The threat is comfortable drift toward not understanding what you're doing
Scope of concern: training people vs producing outputs
- Many agree the real “product” of PhD programs is capable scientists, not papers; agents that do the work for students undermine that goal.
- Central worry: students like “Bob” can complete projects via agents without internalizing the methods, while “Alice” builds transferable intuition by struggling through the work.
- Some point out this distinction is badly understood in industry, where shipping artifacts is rewarded and process/understanding is often ignored.
Tools, abstraction, and forgotten skills
- One camp says LLMs are just the next abstraction layer, akin to compilers, calculators, or higher-level languages; society routinely delegates low-level skills.
- The opposing camp says the analogy is flawed: calculators/compilers are deterministic and well‑specified; LLMs are probabilistic, often wrong, and require prior expertise to supervise.
- Many note we still withhold calculators early in math education; by analogy, LLMs should be withheld until fundamentals are solid.
Reliability, hallucination, and supervision
- Repeated examples of LLMs fabricating plots, coefficients, and references; outputs can be polished but wrong.
- Consensus that current models are only safe when a domain expert can independently evaluate and cross‑check results.
- Disagreement over trajectories: some think hallucinations will shrink to human‑like bug rates; others argue error modes are structural to current architectures.
Economic and career impacts
- Some think “if Bob can do things with agents, he can do things,” and markets will reward that; others respond the market will still need—and eventually only pay well for—what agents can’t do.
- Fear that most programmers become “McDonald’s cooks” assembling AI slop, with pay and status to match, while a small elite retains deep skills.
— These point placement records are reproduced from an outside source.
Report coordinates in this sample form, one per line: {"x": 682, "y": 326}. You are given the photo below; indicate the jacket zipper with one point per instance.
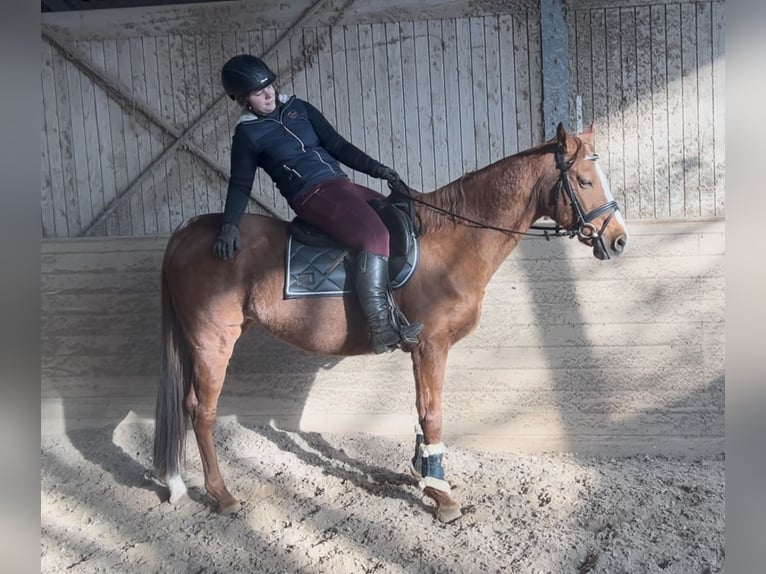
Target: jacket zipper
{"x": 303, "y": 146}
{"x": 291, "y": 170}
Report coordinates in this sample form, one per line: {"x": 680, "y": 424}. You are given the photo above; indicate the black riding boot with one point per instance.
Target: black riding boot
{"x": 372, "y": 288}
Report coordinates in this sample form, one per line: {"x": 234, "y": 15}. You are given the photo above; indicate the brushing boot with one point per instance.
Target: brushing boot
{"x": 372, "y": 281}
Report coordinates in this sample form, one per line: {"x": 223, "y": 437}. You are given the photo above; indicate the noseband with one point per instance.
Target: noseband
{"x": 582, "y": 228}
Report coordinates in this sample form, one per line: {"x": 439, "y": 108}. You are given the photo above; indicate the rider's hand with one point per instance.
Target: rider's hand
{"x": 228, "y": 241}
{"x": 387, "y": 173}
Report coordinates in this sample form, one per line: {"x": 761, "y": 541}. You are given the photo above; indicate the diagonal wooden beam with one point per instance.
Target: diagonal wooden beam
{"x": 182, "y": 139}
{"x": 120, "y": 93}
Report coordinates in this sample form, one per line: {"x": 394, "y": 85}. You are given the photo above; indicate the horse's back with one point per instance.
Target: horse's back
{"x": 195, "y": 237}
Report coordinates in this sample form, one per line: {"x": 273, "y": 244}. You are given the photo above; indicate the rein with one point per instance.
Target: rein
{"x": 582, "y": 228}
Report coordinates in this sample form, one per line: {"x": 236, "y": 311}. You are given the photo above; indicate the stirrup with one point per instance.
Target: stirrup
{"x": 408, "y": 332}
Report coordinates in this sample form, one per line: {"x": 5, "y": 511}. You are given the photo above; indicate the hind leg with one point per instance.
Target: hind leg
{"x": 210, "y": 363}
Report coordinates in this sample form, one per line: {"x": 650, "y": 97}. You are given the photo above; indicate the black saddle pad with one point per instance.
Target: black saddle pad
{"x": 317, "y": 265}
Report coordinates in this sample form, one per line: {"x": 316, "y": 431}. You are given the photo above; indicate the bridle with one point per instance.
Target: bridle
{"x": 583, "y": 227}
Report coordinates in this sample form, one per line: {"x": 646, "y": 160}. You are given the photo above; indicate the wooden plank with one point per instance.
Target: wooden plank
{"x": 689, "y": 110}
{"x": 47, "y": 219}
{"x": 452, "y": 100}
{"x": 220, "y": 122}
{"x": 185, "y": 201}
{"x": 173, "y": 217}
{"x": 52, "y": 145}
{"x": 630, "y": 121}
{"x": 599, "y": 4}
{"x": 675, "y": 114}
{"x": 599, "y": 83}
{"x": 326, "y": 75}
{"x": 117, "y": 133}
{"x": 382, "y": 98}
{"x": 340, "y": 74}
{"x": 156, "y": 135}
{"x": 465, "y": 80}
{"x": 424, "y": 106}
{"x": 193, "y": 110}
{"x": 103, "y": 129}
{"x": 583, "y": 63}
{"x": 440, "y": 156}
{"x": 507, "y": 70}
{"x": 534, "y": 27}
{"x": 478, "y": 64}
{"x": 64, "y": 113}
{"x": 299, "y": 59}
{"x": 705, "y": 115}
{"x": 207, "y": 95}
{"x": 403, "y": 85}
{"x": 719, "y": 108}
{"x": 143, "y": 139}
{"x": 130, "y": 128}
{"x": 523, "y": 78}
{"x": 644, "y": 108}
{"x": 494, "y": 88}
{"x": 614, "y": 166}
{"x": 233, "y": 17}
{"x": 661, "y": 152}
{"x": 91, "y": 151}
{"x": 79, "y": 158}
{"x": 369, "y": 117}
{"x": 353, "y": 75}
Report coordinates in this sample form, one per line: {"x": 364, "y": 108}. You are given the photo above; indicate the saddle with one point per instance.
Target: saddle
{"x": 318, "y": 265}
- Debate over whether AI companies and APIs are genuinely profitable vs VC‑subsidized, and what happens if costs rise or a bubble bursts.
Education, assessment, and possible countermeasures
- Suggestions: emphasize oral defenses, in‑depth questioning on every step/figure, and exams that LLMs can’t sit for students.
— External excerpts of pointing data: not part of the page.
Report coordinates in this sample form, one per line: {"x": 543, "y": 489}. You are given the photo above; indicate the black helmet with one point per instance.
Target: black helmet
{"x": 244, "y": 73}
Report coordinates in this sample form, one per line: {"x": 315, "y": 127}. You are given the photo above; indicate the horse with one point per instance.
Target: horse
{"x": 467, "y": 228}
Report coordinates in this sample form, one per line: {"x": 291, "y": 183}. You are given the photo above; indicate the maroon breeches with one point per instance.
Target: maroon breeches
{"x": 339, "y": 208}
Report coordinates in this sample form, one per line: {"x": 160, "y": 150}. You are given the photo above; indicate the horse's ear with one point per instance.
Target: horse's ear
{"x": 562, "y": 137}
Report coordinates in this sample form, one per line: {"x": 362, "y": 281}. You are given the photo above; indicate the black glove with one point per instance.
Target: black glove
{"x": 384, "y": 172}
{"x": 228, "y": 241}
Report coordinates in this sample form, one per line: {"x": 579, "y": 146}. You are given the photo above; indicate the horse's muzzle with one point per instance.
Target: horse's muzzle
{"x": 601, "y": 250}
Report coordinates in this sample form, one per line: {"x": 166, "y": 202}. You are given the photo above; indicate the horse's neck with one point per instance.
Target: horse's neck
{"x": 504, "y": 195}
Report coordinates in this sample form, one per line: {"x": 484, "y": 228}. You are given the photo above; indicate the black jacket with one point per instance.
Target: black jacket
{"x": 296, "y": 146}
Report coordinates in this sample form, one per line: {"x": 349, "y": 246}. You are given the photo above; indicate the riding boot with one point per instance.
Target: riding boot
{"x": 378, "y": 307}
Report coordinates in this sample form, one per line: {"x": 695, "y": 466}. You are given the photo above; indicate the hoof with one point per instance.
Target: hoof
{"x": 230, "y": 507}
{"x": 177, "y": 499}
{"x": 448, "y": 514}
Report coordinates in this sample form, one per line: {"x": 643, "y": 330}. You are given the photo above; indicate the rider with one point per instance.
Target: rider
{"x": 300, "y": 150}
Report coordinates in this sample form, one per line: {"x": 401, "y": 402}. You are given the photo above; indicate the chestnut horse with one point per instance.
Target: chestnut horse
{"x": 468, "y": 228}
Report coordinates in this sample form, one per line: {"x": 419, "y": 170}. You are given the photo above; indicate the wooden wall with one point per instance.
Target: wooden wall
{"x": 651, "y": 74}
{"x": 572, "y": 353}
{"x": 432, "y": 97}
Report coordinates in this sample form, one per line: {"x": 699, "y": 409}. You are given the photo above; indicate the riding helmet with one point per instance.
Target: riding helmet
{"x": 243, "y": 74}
- Some propose using AI strictly as a tutor/hint‑giver, not as an answer generator; others note real students often want shortcuts and will offload as much as allowed.
- Worry that widespread AI use makes it harder to distinguish genuine expertise from AI‑mediated performance until much later.
Long‑term societal risks
- Several foresee “knowledge chains” breaking: fewer people able to rebuild complex systems (science, lithography, operating systems) from first principles.
- Concern that models trained on AI‑generated slop will degrade over time.
- Others argue specialization and partial ignorance are already the norm, and civilization has long advanced by expanding what we can do without thinking about it—though how far this can stretch with LLMs remains unclear.